Return to Sender PDF

Author: Karsten Paerregaard

Publisher: Univ of California Press

Published: 2015-01-30

Total Pages: 254

ISBN-13: 0520960459

DOWNLOAD EBOOK →

Return to Sender is an anthropological account of how Peruvian emigrants raise and remit money and what that activity means for themselves and for their home communities. The book draws on first-hand ethnographic data from North and South America, Europe, and Japan to describe how Peruvians remit to relatives at home, collectively raise money to organize development projects in their regions of origin, and invest savings in business and other activities. Karsten Paerregaard challenges unqualified approval of remittances as beneficial resources of development for home communities and important income for home countries. He finds a more complex situation in which remittances can also create dependency and deprivation.

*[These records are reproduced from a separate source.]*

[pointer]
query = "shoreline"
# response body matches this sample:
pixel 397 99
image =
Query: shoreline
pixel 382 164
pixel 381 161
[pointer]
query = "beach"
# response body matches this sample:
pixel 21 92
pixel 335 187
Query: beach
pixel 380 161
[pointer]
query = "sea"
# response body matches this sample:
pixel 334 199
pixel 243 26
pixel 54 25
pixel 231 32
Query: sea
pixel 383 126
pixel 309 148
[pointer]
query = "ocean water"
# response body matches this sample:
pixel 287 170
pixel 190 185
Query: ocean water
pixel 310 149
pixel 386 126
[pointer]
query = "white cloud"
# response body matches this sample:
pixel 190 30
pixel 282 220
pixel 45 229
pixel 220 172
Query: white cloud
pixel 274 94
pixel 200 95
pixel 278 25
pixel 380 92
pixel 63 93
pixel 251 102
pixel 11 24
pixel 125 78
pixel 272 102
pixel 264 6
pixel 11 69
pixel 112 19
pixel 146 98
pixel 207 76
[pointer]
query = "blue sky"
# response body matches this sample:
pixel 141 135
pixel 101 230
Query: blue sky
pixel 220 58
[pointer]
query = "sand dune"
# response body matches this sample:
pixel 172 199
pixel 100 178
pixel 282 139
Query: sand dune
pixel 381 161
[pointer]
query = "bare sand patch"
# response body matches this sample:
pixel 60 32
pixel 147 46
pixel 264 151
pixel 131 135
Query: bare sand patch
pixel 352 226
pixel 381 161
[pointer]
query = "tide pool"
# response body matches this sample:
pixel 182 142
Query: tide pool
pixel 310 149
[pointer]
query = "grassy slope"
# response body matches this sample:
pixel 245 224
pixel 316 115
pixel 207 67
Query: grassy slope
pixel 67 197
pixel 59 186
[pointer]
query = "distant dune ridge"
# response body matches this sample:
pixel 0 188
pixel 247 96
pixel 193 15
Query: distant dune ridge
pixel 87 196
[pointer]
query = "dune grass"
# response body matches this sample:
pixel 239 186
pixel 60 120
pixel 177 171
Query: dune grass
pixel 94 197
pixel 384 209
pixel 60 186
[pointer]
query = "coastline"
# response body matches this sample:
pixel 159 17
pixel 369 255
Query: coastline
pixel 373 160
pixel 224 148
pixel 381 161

If Everyone Returned, The Island Would Sink

If Everyone Returned, The Island Would Sink PDF

Author: Kirstie Petrou

Publisher: Berghahn Books

Published: 2020-02-01

Total Pages: 214

ISBN-13: 1789206227

DOWNLOAD EBOOK →

Focusing on the small island of Paama, Vanuatu, and the capital, Port Vila, this book presents a rare and recent study of the ongoing significance of urbanisation and internal migration in the Global South. Based on longitudinal research undertaken in rural ‘home’ places, urban suburbs and informal settlements over thirty years, this book reveals the deep ambivalence of the outcome of migration, and argues that continuity in the fundamental organising principles of cultural life – in this case centred on kinship and an ‘island home’ – is significantly more important for urban and rural lives than the transformative impacts of migration and urbanisation.